She’s still on my side, and I watch over my shoulder as she cleanly steps in Rowan’s path as he attempts to follow me.
Then Henry and his Beta are there, too, politely getting in the way so that Rowan can’t plow Zahra over and race after me.
I stumble over my own feet and catch myself on the back of a chair. I really need to shift.
But first, I need to get out of here.
I gently grab Noah’s arm and pull him onto his feet.
“Work is over! Time to go!”
“What? Whoa—Mom!” he protests feebly as I practically drag him through the swinging door of the kitchen. I feel bad for being so forceful, but it’s imperative that I get him out of this place before Rowan goes apeshit. Noah doesn’t deserve to meet his father for the first time like this.
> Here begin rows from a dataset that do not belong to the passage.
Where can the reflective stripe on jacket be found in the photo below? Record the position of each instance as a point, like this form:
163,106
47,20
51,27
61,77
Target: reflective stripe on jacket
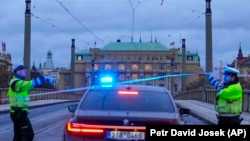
229,100
18,93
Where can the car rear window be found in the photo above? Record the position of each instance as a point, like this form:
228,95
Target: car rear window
143,101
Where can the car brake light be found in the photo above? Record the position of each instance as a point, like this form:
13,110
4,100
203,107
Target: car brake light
128,92
79,128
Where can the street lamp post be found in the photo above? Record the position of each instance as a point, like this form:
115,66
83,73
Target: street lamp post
27,37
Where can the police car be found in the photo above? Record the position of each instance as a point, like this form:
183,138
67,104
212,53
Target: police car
120,112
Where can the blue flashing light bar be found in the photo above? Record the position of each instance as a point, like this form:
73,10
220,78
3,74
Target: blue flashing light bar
106,80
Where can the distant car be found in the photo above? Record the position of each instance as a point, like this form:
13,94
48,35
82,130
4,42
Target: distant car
121,112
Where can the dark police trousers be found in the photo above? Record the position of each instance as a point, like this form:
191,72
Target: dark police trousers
236,120
23,130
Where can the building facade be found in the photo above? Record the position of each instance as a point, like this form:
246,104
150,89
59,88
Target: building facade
129,61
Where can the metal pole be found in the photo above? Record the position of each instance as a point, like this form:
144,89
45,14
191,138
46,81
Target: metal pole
27,38
209,49
172,79
72,73
92,73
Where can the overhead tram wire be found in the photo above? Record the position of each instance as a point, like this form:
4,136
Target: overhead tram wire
79,22
60,29
54,26
194,17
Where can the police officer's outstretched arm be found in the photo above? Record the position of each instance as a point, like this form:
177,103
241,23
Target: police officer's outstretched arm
215,83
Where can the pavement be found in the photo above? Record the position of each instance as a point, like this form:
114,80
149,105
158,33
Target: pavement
202,110
4,108
206,111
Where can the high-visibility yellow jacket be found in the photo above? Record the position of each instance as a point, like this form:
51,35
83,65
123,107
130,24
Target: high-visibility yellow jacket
229,100
18,93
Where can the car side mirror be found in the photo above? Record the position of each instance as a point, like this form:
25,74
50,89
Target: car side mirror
184,111
72,108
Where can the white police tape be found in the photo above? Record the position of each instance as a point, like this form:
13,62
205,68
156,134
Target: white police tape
131,81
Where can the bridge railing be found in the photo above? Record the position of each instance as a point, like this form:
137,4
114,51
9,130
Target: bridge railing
43,94
209,96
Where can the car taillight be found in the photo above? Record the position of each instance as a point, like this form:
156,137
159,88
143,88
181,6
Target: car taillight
80,128
128,92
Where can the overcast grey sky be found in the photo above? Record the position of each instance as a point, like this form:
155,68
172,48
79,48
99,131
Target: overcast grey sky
55,22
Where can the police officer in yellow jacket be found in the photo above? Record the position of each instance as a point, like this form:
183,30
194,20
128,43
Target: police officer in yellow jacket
18,94
229,97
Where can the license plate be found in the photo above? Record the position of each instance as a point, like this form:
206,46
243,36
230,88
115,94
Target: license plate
125,135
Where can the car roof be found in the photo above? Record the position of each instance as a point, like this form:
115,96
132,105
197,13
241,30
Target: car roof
138,87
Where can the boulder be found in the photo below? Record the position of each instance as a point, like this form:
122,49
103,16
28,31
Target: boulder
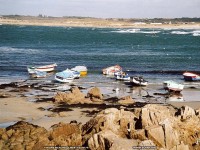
95,93
157,135
108,140
152,114
120,122
186,112
171,135
66,134
75,96
23,135
127,100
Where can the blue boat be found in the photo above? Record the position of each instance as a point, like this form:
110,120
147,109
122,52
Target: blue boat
65,76
188,76
38,74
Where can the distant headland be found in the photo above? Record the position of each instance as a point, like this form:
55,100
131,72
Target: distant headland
40,20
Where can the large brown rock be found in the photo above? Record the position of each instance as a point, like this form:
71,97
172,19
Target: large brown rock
24,135
108,140
186,112
156,134
66,134
127,100
120,122
152,114
95,93
75,96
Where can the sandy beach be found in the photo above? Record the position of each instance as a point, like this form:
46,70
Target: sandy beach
39,113
94,22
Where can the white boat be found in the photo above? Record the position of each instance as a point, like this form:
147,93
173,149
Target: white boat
65,76
138,81
173,86
123,76
38,74
46,68
188,76
112,70
81,69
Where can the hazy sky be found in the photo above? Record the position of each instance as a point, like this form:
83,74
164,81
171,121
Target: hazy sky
103,8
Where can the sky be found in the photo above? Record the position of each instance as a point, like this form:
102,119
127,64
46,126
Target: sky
103,8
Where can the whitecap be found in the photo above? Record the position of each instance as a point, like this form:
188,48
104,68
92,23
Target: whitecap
127,31
196,33
10,50
179,32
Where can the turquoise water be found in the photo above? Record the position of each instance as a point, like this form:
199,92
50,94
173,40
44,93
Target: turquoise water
156,54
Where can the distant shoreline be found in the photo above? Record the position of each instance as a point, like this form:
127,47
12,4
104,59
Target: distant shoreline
95,22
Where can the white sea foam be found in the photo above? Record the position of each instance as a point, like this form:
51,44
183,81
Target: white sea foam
196,33
127,31
180,32
9,50
136,31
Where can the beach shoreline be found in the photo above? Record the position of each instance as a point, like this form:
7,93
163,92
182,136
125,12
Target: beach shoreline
93,23
16,104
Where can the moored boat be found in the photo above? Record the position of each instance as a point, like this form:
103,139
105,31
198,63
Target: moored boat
46,68
81,69
188,76
112,70
123,76
137,81
172,86
38,74
65,76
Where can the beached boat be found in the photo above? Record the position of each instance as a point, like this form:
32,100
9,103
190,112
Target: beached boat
137,81
38,74
172,86
188,76
81,69
46,68
123,76
112,70
65,76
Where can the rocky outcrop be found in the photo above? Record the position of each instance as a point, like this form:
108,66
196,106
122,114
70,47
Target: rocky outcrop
23,135
154,126
152,114
75,96
186,112
108,140
127,100
95,93
66,134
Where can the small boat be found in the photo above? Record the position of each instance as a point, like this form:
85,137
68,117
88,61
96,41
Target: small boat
81,69
38,74
76,74
137,81
46,68
65,76
123,76
172,86
188,76
112,70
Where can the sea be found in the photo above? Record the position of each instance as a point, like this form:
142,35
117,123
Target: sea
155,54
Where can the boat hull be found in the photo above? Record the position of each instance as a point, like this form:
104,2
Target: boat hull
47,68
112,70
137,81
191,77
64,80
172,86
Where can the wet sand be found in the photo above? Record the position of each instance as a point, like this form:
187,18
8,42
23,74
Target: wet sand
43,112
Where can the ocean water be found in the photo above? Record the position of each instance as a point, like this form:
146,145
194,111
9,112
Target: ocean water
155,54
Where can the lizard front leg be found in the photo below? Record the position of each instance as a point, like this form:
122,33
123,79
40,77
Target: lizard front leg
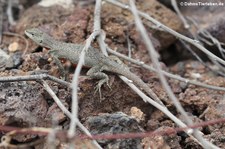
96,73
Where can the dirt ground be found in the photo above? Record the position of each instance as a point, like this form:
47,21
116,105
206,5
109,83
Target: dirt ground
27,104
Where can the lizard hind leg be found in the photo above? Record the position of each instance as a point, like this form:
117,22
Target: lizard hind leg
59,64
95,72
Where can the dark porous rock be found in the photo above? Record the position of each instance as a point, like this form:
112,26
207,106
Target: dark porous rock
112,124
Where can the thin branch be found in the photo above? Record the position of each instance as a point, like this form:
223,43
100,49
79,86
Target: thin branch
154,58
68,114
175,7
171,31
150,68
34,78
20,36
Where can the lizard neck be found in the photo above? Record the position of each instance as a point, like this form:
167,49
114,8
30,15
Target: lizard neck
51,43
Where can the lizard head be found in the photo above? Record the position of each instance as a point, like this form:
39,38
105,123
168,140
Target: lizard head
40,37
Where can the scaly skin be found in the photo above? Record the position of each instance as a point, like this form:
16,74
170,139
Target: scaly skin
93,59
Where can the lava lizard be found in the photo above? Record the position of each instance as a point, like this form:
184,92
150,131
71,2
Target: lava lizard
93,59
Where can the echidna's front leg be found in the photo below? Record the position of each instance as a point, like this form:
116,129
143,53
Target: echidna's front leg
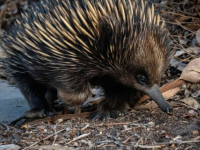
38,96
75,96
107,109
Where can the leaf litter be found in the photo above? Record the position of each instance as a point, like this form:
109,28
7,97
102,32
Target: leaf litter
146,126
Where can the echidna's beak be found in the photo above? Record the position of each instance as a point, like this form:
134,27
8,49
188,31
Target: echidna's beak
155,94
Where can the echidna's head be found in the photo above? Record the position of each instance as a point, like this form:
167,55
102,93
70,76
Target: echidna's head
138,51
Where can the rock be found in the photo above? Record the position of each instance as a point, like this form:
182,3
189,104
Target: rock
195,132
10,147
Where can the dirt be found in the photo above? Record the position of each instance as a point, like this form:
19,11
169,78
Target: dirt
141,128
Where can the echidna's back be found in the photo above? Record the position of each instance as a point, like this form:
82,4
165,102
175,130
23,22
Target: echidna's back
80,35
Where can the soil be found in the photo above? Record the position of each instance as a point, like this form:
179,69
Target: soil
133,130
136,129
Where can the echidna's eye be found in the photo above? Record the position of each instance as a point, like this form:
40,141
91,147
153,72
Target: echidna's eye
141,79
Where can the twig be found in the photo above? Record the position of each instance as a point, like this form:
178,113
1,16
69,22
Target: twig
124,142
113,124
159,145
43,139
78,138
165,88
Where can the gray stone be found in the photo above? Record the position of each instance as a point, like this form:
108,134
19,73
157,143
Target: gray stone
12,102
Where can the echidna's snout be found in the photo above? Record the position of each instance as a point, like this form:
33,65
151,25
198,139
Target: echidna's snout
155,94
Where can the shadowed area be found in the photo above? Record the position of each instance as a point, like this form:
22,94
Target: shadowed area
12,102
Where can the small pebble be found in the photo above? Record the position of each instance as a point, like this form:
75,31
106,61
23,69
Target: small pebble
195,132
187,93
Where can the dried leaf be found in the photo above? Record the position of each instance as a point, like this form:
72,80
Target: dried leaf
198,35
170,93
191,72
9,147
191,102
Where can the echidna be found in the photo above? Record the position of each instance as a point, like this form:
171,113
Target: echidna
68,46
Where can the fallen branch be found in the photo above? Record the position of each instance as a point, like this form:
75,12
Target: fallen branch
159,145
165,88
44,139
78,138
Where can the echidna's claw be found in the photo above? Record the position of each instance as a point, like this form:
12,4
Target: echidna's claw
102,115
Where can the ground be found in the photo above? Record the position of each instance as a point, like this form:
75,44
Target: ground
142,128
12,102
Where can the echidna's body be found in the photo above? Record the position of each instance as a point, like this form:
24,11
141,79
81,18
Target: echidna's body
69,45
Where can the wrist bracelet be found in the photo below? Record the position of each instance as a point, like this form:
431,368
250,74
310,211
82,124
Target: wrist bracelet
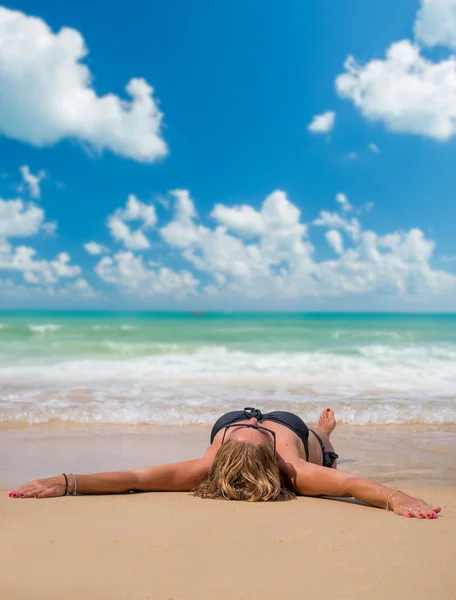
73,493
389,498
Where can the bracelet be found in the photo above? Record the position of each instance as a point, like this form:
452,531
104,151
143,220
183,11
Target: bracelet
389,498
73,493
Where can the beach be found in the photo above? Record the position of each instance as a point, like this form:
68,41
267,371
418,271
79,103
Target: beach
91,392
174,546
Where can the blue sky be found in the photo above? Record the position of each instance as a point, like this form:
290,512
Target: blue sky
238,88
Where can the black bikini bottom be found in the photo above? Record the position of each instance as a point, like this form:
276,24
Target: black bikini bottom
290,420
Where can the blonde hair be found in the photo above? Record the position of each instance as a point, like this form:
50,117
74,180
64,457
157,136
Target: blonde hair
244,471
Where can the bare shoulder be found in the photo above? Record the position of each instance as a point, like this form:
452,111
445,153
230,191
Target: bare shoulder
313,480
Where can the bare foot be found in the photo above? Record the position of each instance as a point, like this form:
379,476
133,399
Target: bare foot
327,421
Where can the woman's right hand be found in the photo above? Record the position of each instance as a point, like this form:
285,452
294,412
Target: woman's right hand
408,506
41,488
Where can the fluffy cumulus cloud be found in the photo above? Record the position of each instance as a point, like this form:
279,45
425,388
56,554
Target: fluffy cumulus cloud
374,148
323,123
135,210
95,249
19,219
32,182
133,275
24,260
267,253
436,23
406,91
335,240
47,94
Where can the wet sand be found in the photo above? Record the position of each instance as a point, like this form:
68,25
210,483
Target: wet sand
421,455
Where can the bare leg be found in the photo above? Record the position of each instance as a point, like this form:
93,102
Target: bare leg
326,425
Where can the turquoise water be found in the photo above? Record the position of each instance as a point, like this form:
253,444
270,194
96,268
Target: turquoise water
129,368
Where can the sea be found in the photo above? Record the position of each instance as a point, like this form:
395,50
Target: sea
156,368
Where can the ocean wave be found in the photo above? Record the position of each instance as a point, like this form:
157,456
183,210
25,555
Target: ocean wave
166,410
44,328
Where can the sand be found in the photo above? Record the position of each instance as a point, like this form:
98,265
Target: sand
173,546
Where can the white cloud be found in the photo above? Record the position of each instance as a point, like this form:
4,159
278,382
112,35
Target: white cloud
243,220
47,94
62,268
343,201
323,123
336,221
265,253
50,227
22,259
83,288
436,23
335,240
135,210
18,219
409,93
131,275
406,91
248,269
32,181
96,249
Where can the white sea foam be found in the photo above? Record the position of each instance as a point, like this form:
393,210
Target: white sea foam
44,328
378,384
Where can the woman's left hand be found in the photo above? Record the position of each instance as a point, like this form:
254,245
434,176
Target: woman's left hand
408,506
41,488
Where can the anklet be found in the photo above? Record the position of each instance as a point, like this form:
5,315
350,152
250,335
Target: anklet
389,498
66,485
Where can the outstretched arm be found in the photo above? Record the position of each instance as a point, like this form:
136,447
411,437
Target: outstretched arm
313,480
181,476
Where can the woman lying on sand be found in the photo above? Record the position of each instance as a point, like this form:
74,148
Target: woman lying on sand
252,457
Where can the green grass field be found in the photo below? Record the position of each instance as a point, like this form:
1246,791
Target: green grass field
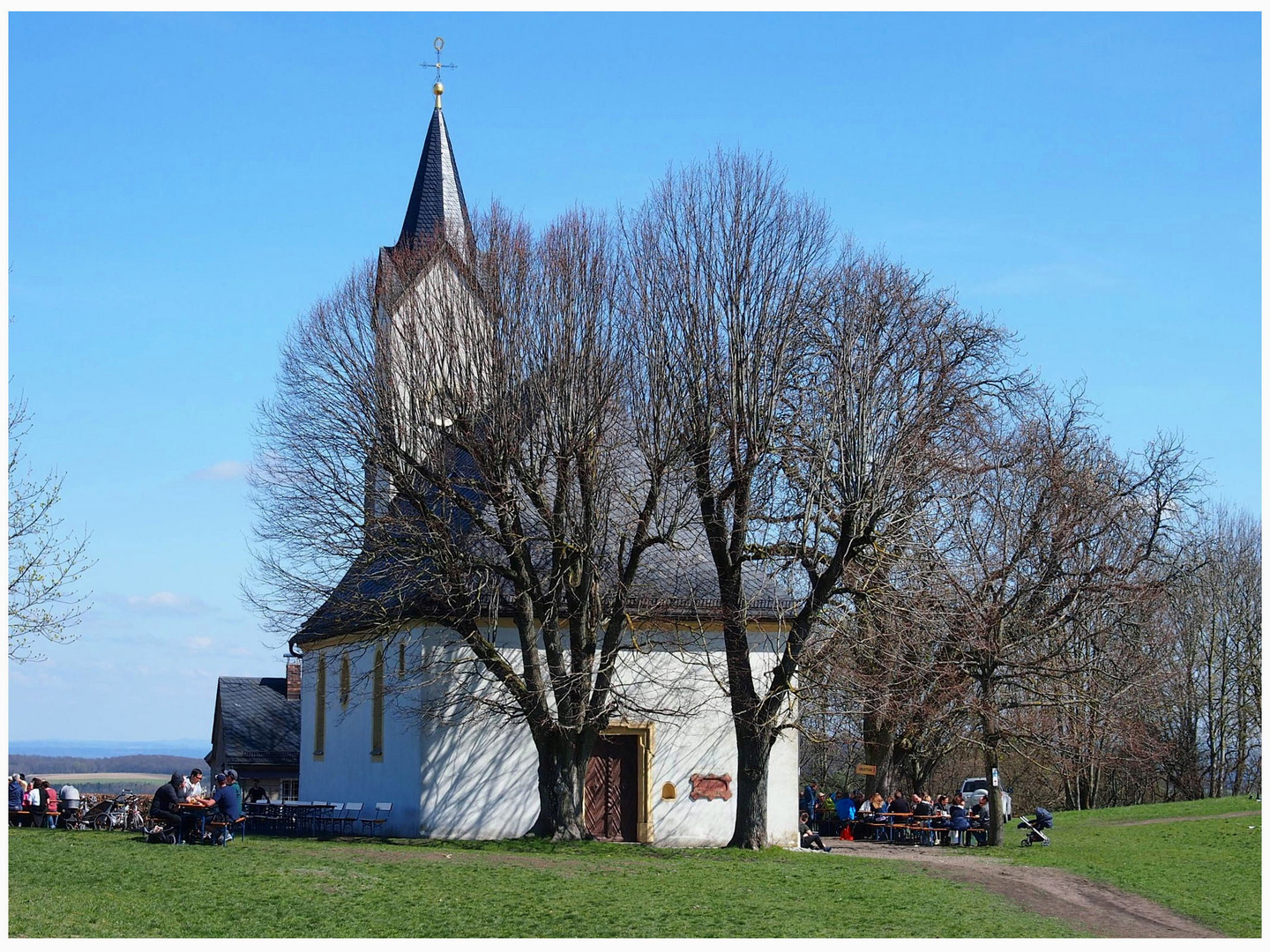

Josh glances up at us from his position at the grill, but he thinks nothing of it as I usher Noah down the hall toward the door that leads to the dumpster in the alleyway. It’s not typically how I leave work, but the front door wasn’t really an option.
“What are you doing? Where are we going?”
I squeeze Noah’s hand. “Home, of course!”
“Why are we walking so fast, though?”
“Because I just really want to go home! That’s all!”
I know he can probably see right through the false, chipper tone of my voice.
Sure enough, as I shove open the alleyway door and pull him around the dumpster and toward the parking lot tucked away at the back of The Diner, Noah lets out a huff of impatience.
“It’s because you need to shift, right?”
“Yep! That’s it! Get in the car, sweetheart.”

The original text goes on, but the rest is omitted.